# Future of Recce in Infantry & Armoured



## jc5778 (6 Feb 2005)

For what I've heard, yah I'm an RP,  still.....long story.....,RECCE yes RECCE may be given to the armoured.  They will do it all.  Sad day for the infantry.  That leaves SIGS and 1 MP attached ot the Battalion along with HQ.  Not much of a CBT SUP me thinks.  Realistically, SIGS could be absorbed into ADM with no prob.  
April 1st, MP thing happens, only 1 attached to Btl without RP's.  RECCE may be just a bad rumor but I've heard it quite a bit.


----------



## Scoobie Newbie (6 Feb 2005)

I can't see us losing our intimate recce support.  Armoured=Long Range, BN=Close Recce


----------



## jc5778 (6 Feb 2005)

CFL said:
			
		

> I can't see us losing our intimate recce support.  Armoured=Long Range, BN=Close Recce



Don't forget that the Strats do dismounted as well.  The Strats seem to be a good place to go if u wanna deploy!  This RECCE thing, if it happens, may not be for a while.


----------



## McG (6 Feb 2005)

It has happened in 12 RBC and the RCD.  It will not happen in the LdSH because they will transform to the DFS role.  Infantry will retain recce, but will do it from GWagons.  All Coyote will go to the Armd and to CMTC.


----------



## Scoobie Newbie (6 Feb 2005)

That's what I'm thinking MCG.


----------



## strat0 (10 Feb 2005)

Armoured units have always conducted Regimental Recce (BG recce C/S 60) and the Inf the same.
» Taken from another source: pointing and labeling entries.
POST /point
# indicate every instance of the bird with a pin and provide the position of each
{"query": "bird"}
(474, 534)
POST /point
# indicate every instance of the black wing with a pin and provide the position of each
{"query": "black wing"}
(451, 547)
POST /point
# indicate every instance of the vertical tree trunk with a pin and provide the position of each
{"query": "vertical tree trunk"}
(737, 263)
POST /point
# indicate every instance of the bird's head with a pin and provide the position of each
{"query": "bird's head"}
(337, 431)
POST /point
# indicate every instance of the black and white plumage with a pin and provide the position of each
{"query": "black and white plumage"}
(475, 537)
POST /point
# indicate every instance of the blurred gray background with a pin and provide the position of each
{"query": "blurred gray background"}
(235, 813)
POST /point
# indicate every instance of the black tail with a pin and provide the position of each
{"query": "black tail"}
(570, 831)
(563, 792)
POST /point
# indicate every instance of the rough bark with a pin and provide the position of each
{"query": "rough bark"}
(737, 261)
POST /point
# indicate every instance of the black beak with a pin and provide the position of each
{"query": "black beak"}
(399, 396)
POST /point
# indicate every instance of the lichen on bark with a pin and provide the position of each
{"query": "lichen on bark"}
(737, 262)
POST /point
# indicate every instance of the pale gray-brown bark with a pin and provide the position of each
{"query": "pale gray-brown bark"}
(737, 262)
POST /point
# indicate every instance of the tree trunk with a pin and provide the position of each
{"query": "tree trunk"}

We also had the task of providing Brigade recce with the use of a Recce Sqn. The role of Regimental Recce is to supply info to the Regimental Commander/BG Commander it all depends on the BG who fulfills this role. If it is an Armoured BG then 60 will be deployed, if it is an Inf BG then Inf recce will be deployed. This hasn't changed in the 25 yrs I've been around.


----------



## Maclimius (22 Feb 2005)

As I do recall, part of the system that the CF was looking to adopt when it came to recce was as follows.

Heavy Recce - Reg Armd
Medium Recce - Res Armd / Reg Infantry

Heavy recce implying Coyotes, LAVs and the like.
Medium Recce implying GWagon or equivalent.

Of course, the whole dismounted ops probably wouldn't change as much, but I don't see the recce role being completely removed from the infantry, it just wouldn't make sense. Although, with the way things are going, because it doesn't make sense, it does make sense if you catch my drift.


----------



## Fishbone Jones (22 Feb 2005)

Both Armd Res and Reg recce have always had the role of operating well ahead of the FEBA for the BG Cmdr. We dismount and work from patrol bases when needed. One of the main roles we have is to clear and prove routes for the follow on forces, ie: the BG in advance. We operate way out front of almost anyone else in the BG group. No one is taking anyone's role. Both arms have always done recce, just different types. Nothing has changed. The Infantry will retain the recce role they've always had and the Armoured will keep theirs. So far as I understand it


----------



## strat0 (23 Feb 2005)

recceguy said:
			
		

> Both Armd Res and Reg recce have always had the role of operating well ahead of the FEBA for the BG Cmdr. We dismount and work from patrol bases when needed. One of the main roles we have is to clear and prove routes for the follow on forces, ie: the BG in advance. We operate way out front of almost anyone else in the BG group. No one is taking anyone's role. Both arms have always done recce, just different types. Nothing has changed. The Infantry will retain the recce role they've always had and the Armoured will keep theirs. So far as I understand it


You are in fact correct, if you read some of the other topics in the Armour section you will see that what Armoured recce does and Inf Recce does are different and will remain so. Don't forget that Armour/Direct Fire Regt's always had a Regimental Recce/BG Recce troop(C/S 60) as well as administering a Brigade Recce Sqn. The difference between Inf and Armour is Inf use their veh mostly as transport, then dismount and conduct patrolling, the Armour uses the veh to conduct recce's and dismounts as required, i.e. point recce's or to see over a crest,etc.


----------